687. Das Heidengrab auf dem Suatabor

687. Das Heidengrab auf dem Suatabor

Ohnweit der Stadt Schüttenhofen im Prachiner Kreise erhebt sich der Suatabor, ein hoher Berg mit einem Heilquell und einem umfriedeten Raum, der wird das Heidengrab genannt. Unten rollt das Flüßchen Wottawa seine Wellen der Moldau zu und führt Gold und gute Perlen in seinem Sande; diese machten vorzeiten die Einwohner von Schüttenhofen reich, welches schon im Jahre 790 erbaut worden sein will. Als die Mugeln (Mongolen, Tataren) in das Land fielen, verriet ihnen der Umwohner Neid und Bosheit Schüttenhofens Reichtum, und ein Heerhaufen derselben zog alsbald heran, sich aller Schätze zu bemächtigen. Wie groß aber dazumal auch die Furcht und der Schrecken waren und förmlich entmannend wirkten, so erhob sich doch ein Tapferer, sammelte um sich her eine mutige Schar, legte sich am Suatabor in einen Hinterhalt und begrüßte dermaßen herzhaft den Mugelnhaufen, daß nichts übrigblieb, als alle Erschlagenen zu begraben.

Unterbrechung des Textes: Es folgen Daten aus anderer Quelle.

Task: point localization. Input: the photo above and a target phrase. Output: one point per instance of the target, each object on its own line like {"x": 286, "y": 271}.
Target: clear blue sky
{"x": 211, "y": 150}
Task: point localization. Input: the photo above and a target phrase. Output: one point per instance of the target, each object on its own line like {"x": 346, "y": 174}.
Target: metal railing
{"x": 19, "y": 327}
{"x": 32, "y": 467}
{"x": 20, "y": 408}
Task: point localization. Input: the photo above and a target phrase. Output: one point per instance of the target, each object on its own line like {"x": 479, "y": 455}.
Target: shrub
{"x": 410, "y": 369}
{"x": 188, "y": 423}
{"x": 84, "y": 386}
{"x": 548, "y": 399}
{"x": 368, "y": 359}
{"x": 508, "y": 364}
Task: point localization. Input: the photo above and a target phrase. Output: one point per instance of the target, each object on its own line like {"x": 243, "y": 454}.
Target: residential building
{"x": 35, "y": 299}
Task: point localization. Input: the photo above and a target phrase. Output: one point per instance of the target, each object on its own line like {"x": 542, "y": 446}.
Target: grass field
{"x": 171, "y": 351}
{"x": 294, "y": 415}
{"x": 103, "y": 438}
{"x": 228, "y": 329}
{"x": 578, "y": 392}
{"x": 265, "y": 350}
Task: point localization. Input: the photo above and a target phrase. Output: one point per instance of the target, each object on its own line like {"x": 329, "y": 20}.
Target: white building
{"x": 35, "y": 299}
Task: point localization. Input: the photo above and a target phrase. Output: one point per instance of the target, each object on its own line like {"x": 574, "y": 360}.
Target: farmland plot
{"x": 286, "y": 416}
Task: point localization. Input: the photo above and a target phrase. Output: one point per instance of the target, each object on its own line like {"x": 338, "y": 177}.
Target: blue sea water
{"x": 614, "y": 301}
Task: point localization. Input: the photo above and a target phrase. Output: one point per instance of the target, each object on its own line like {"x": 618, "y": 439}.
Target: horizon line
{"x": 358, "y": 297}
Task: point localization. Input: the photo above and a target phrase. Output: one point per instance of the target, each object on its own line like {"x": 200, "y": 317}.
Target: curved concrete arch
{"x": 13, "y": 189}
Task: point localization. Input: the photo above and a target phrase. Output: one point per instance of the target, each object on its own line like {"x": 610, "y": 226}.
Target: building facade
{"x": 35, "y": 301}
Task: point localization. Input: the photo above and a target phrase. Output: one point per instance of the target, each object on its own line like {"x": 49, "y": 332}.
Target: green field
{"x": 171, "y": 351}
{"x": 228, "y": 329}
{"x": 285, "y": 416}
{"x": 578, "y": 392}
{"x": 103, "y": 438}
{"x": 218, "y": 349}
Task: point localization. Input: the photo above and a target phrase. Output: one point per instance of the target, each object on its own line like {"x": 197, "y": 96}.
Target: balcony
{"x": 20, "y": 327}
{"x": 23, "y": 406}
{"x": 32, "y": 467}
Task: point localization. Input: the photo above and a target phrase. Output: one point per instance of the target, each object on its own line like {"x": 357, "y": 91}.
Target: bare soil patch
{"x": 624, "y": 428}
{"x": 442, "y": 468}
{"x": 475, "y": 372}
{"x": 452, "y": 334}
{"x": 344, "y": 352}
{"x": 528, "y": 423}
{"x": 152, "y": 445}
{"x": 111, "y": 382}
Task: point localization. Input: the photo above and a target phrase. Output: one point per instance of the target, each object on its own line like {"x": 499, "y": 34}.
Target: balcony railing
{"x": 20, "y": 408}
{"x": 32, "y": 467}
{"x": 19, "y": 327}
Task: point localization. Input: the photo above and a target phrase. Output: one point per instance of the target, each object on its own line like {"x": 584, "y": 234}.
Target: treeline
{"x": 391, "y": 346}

Entronnen war keiner. Da ließ der Held die Heiden in eine Grube werfen und türmte ihnen den Hügel auf. Die Sage geht, daß sich dieses Heidengrab alle Jahre dem Heilbrunnen um eine Daumensbreite nähere; wann es dem Quellbrunnen ganz nahe sein wird, wird im Königreiche Böhmen eine große weitumgreifende Veränderung vor sich gehen.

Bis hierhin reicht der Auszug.